On our way back from Regina yesterday, I sat in the passenger seat as my husband drove, and watched the vast, unremarkable landscape roll by. Out here in Southern Saskatchewan, it is wide open spaces for miles at a time. My husband claims we could see Saskatoon from Moose Jaw,if Moose Jaw wasn't located down in the Moose River Valley. So you would think that it would be very boring driving along the highway here; especially in the winter when the land is barren and buried under snow.
Yet as we passed the few trees lining the four lane highway, I noticed the birds nests now exposed in the dormant trees. There were a great many of them, and most were really quite large. Some were built in the highest branches, while others were located in the lowest possible juncture of a tree.
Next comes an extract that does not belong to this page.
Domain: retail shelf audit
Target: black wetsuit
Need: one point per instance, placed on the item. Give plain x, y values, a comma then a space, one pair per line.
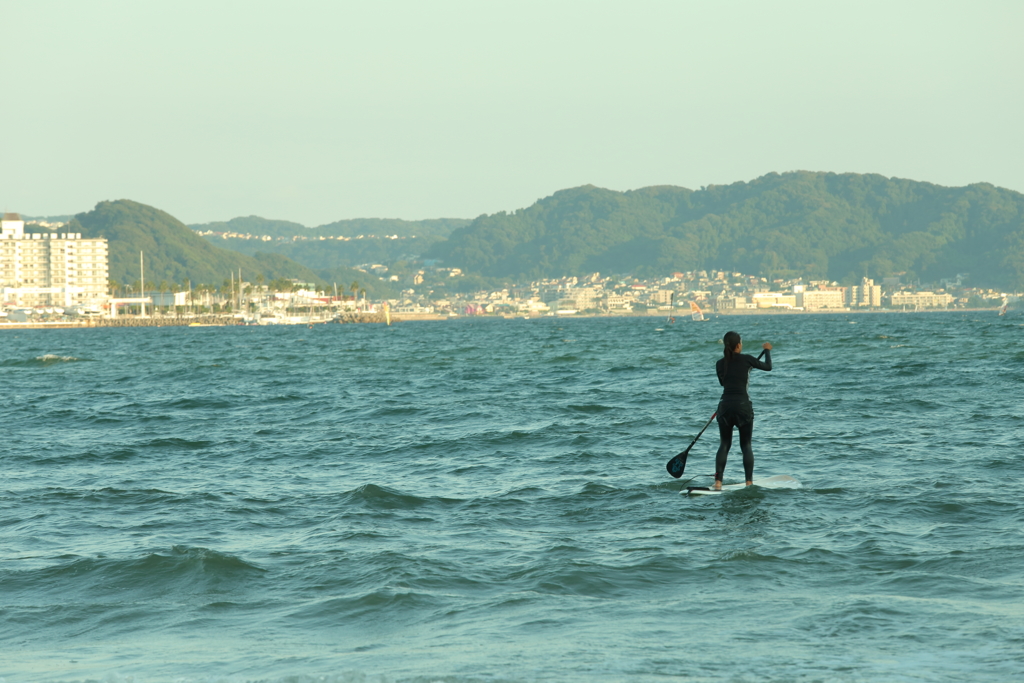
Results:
735, 410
While it is a common thing to see abandoned nests in dormant trees, the thing I marveled at, was how these nests were able to remain fastened to those trees all winter. On the prairies, trees were planted for the purpose of acting as a wind break for the ferocious winds, that frequently blast their way across these open plains. They are a powerful force, yet the nests built by these small creatures are able to remain intact, to shelter another generation come spring.
They craft these shelters from grass, twigs, mud, and what ever else they find laying around. Sometimes the male builds the nest alone, other times the couple work together on it. They don't require blueprints or an interior designer. I think we could learn from them!